Masyarakat Adat Poco Leok Gugat Bupati di PTUN Kupang
Penulis : Kennial Laia
Masyarakat Adat
Sabtu, 06 September 2025
Editor : Yosep Suprayogi
BETAHITA.ID - Masyarakat adat di Pulau Flores menggugat bupati karena diduga melakukan intimidasi dan kekerasan terhadap masyarakat adat.
Gugatan tersebut dilayangkan Agustinus Tuju, warga kampung Poco Leok, Satar Mese, Manggarai, Nusa Tenggarai Timur, ke Pengadilan Tata Usaha Negara (PTUN) Kupang, Rabu, 3 September 2025. Nama Bupati Manggarai Herybertus Nabit terdaftar sebagai tergugat.
“Ini merupakan sebuah tahapan penting bagi klien kami untuk mendapatkan keadilan tidak hanya formil tetapi juga substantif atas dugaan pelanggaran hak asasi dirinya dan masyarakat adat di Poco Leok,” kata Judianto Simanjuntak, salah satu kuasa hukum dari Koalisi Advokasi Poco Leok.

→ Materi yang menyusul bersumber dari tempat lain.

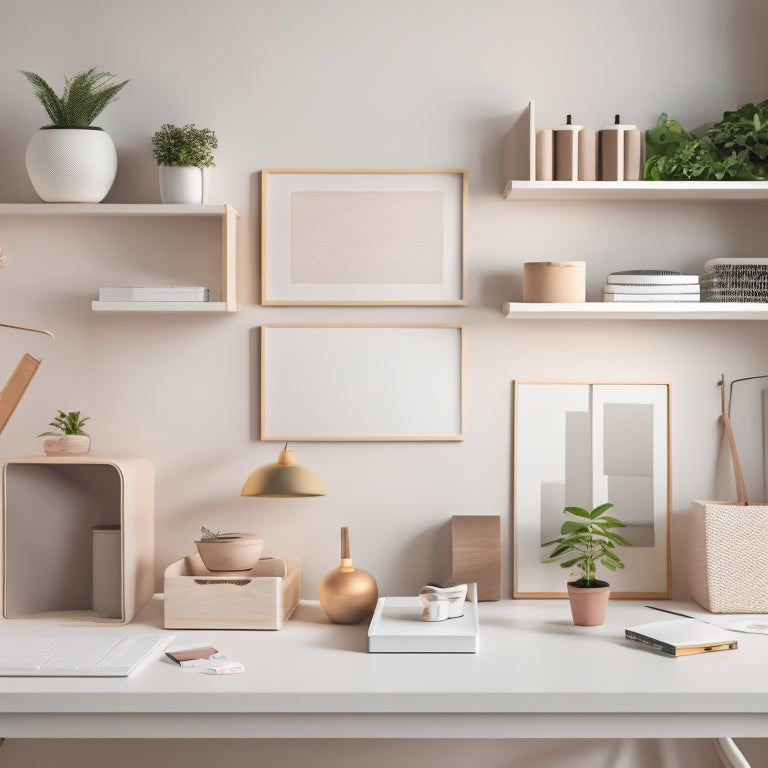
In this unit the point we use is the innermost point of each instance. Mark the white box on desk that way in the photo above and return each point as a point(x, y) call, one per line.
point(397, 626)
point(262, 598)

Menurut Judianto, Agustinus menggugat Herybertus karena dugaan intimidasi, pengancaman, dan kekerasan kepada dirinya dan komunitas masyarakat adat Poco Leok saat aksi damai memperingati Hari Lingkungan Hidup Sedunia Juni lalu. Peristiwa itu menyebabkan trauma psikologi bagi warga, katanya.

Adapun aksi tersebut dipicu oleh penolakan rencana pembangunan pembangkit panas bumi berkapasitas 2x20 megawatt di tanah adat Poco Leok. Ribuan masyarakat adat turun ke jalan untuk menyuarakan perlawanannya.
Judianto mengatakan, tindakan bupati tersebut merupakan pelanggaran terhadap hak berekspresi dan kebebasan menyampaikan pendapat di muka umum. Bupati juga dituduh melanggar asas-asas pemerintahan yang baik.
“Apa yang dilakukan bupati, di hari kerja dan jam kerja, tidak patut diperlihatkan oleh seorang pemimpin daerah kepada rakyatnya,” kata Judianto.
Kuasa hukum penggugat lainnya, Muh. Jamil mengatakan, langkah Agustinus harus mendapat penghormatan dari pihak tergugat maupun kelompok pendukungnya. Langkah gugatan tersebut sebagai upaya koreksi dan sesuai koridor hukum sebagaimana yang berlaku di Indonesia.
“Tergugat dan kelompok pendukungnya wajib menghormati langkah klien kami. Caranya, dengan tidak melakukan intimidasi lanjutan ke depan baik di dalam proses gugatan dan atau seterusnya. Penting kami sampaikan mengingat sejarah kekerasan yang sering diterima oleh klien kami dan atau komunitas di Poco Leok,” kata Jamil.
Gugatan terhadap bupati Manggarai diajukan ke PTUN Kupang setelah melalui beberapa tahapan formil. Penggugat sebelumnya telah melalui proses keberatan administratif ke bupati dan banding administratif ke presiden sebagai atasan bupati.
“Karena tergugat menyanggah adanya onrechmatige overheidsdaad atau perbuatan melanggar hukum yang dilakukan oleh pejabat pemerintahan, maka untuk mendapat kepastian hukum, gugatan ini harus ditempuh,” ujar Jamil.
Gugatan yang terdaftar dengan nomor 26/G/TF/2025/PTUN.KPG. itu dinyatakan lolos secara administrasi atau proses dismissal yang ditetapkan hari ini melalui pengumuman daring.
Kekerasan terhadap masyarakat adat Poco Leok tidak hanya terjadi sekali. Maret lalu, lima pemuda adat mengalami kriminalisasi. Mereka dilaporkan pemerintah kabupaten Manggarai ke Polres Manggarai atas dugaan perusakan gerbang kantor bupati saat aksi damai.
Perluasan geotermal di Pulau Flores tidak hanya terjadi di Poco Leok, tetapi juga di sejumlah wilayah termasuk Ende, Nagekeo, dan Mataloko. Aksi penolakan masyarakat adat sendiri telah dimulai sejak 2011.